Electrostatically trapping indirect excitons in coupled InxGa1−xAs quantum wells

Abstract

We report on photoluminescence experiments on spatially indirect excitons in an InGaAs coupled double quantum well device in which semitransparent gates are employed to tune the in-plane potential landscape. We introduce a trapping configuration in which exciton generation is spatially separated from the excitonic trapping potential. Suitably biased gates control the flow of indirect dipolar excitons from the generation area to the electrostatically defined trap. Thus the trap is filled only with indirect excitons precooled to the lattice temperature. Using a confocal microscope at liquid helium temperatures we map the in-plane distribution of excitons at various gate voltages and illumination conditions. Our small and strongly confining traps with precooled excitons demonstrate interesting many-body effects which can be interpreted in terms of the electrostatic screening, the Coulomb binding, and excitonic flows. Gate voltage dependencies of PL energy in our samples are not monotonic and can be explained by considering the nonlinear exciton flows between the elements of our structure.
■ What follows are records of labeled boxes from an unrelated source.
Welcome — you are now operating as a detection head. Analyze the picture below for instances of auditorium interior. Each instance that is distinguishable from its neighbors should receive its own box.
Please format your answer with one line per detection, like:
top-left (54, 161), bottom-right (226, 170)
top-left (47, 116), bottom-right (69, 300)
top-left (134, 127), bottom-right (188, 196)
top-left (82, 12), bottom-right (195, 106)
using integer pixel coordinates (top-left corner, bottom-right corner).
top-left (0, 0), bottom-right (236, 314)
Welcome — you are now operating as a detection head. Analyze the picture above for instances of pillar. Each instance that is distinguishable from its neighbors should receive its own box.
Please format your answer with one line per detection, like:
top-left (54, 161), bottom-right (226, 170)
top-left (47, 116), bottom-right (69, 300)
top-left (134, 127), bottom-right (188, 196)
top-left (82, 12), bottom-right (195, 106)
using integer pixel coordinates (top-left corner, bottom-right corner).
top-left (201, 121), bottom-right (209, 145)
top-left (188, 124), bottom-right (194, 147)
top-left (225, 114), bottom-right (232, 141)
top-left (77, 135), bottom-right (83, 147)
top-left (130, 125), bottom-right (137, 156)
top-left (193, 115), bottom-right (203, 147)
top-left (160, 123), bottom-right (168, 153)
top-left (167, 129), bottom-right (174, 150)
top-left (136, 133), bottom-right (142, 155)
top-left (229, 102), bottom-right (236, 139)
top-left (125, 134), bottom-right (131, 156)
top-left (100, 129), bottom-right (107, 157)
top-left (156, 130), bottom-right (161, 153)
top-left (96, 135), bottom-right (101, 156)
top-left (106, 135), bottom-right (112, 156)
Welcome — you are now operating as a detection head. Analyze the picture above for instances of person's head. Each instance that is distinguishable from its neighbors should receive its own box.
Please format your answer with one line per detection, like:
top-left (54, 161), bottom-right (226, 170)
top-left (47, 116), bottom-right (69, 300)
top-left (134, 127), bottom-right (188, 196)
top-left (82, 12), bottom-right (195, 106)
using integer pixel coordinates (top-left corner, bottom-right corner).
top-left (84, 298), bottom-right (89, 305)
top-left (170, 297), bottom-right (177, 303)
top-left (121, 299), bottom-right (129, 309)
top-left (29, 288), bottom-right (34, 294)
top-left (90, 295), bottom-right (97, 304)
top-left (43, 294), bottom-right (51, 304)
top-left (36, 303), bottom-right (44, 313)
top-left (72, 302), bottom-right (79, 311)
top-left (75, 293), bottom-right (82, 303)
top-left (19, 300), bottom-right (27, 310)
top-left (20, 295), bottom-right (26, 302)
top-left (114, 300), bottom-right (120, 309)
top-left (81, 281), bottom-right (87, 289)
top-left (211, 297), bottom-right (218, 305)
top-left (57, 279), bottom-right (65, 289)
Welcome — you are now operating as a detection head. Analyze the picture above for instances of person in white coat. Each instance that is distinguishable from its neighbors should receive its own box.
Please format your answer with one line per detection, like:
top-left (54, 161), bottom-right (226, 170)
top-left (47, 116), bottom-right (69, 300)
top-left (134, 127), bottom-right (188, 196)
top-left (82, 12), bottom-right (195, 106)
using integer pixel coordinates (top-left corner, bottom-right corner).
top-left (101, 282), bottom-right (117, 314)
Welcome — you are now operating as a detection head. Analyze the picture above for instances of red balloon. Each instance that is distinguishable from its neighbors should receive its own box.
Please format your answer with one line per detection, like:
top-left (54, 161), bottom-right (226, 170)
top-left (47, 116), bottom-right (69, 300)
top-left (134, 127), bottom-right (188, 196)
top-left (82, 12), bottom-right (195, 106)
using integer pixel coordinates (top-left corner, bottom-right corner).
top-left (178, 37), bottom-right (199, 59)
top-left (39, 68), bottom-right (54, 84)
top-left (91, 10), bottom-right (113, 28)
At strong illumination hysteretic switching of the trapped exciton population reflects a nonlinear character of the self-consistent trapping potential. An unusual nonlinear increase of the emission of the trap is likely coming from the many-body interactions in a dense exciton gas in the presence of a disorder potential at high light intensity. The designs of electrostatic traps proposed and realized here allow for stronger confinements and lower temperatures and will be used to search for coherent phenomena in dense exciton gases.